The purpose of this installation was the exposure testing of end anchor ages and end-anchorage protection for several types of posttensioning. In June 1961, 20 posttensioned beams (nominal size: 10- by 16- by 96-in.) were installed at half-tide elevation. In 1973 and 1974, eight beams were returned to the laboratory for autopsy and testing.Three beams were returned in 1982.
Data collection on this program was discontinued after 1979. Each beam contained one stressed steel tendon and other reinforcing. The beams represented four typical posttensioning systems, and the tendon in each beam was stressed in accordance with recommendations for the particular system.
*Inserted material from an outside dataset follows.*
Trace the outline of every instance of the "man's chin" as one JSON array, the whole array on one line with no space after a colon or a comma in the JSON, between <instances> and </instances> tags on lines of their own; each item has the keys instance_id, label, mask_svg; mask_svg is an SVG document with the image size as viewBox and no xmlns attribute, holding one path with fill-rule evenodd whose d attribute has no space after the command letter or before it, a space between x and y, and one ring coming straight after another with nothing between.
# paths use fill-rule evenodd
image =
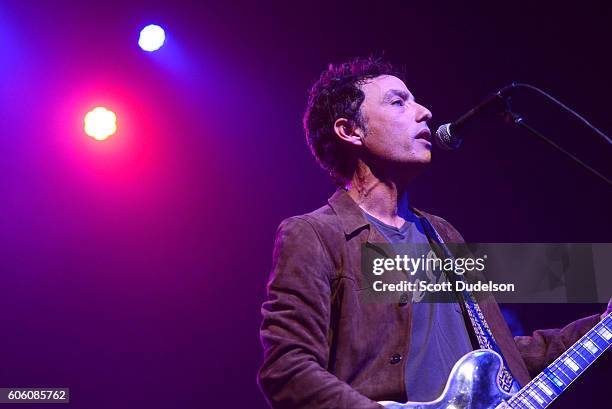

The tendon in 19 of the 20 beams was pressure-grouted after posttensioning. Twelve types of end-anchorage protection were used with either flush or external anchorages. The end-anchorage components of all beams were provided with 1½ in. of cover. This cover consisted of either air-entrained concrete, sand-cement mortar, or epoxy concrete. This program of investigation was conducted in cooperation with the Reinforced Concrete Research Council, and the test beams and variables were designed in accordance with their recommendations. The principal conclusions to date are the following:
a. The nominal ¾-in. cover over the conventional reinforcing is not sufficient for this exposure.

b. The flush anchorages appear to have been more effectively protected than the external anchorages.
c. Epoxy-resin concrete appears to be superior to portland-cement concrete.
d. The grease-filled paper conduit provided less than adequate protection to the posttensioning tendon for the particular exposure and test conditions of this investigation.
e. After 25 years of exposure, the posttensioning strands protected by grout-filled conduit showed no structural damage due to the environment or exposure conditions. f. Seepage through the ends of the beam was not responsible for all the oxygen and water that reached the strands and caused corrosion. Furthermore, since rust was found in the joints of the individual sections of the conduit, the ingress of water and oxygen occurred here also.g. There were not enough chlorides present in the grout to be the main factor that caused the corrosion on the strands.
h. The water that caused corrosion to the strands was due to excess mixing water present in the grout when it was pumped into the conduit and not to seawater that seeped into the conduit.
i. A galvanic current was set up between the two different concentrations of salt in the concrete and grout, thus producing the mechanism necessary to destroy the passivating film on the steel.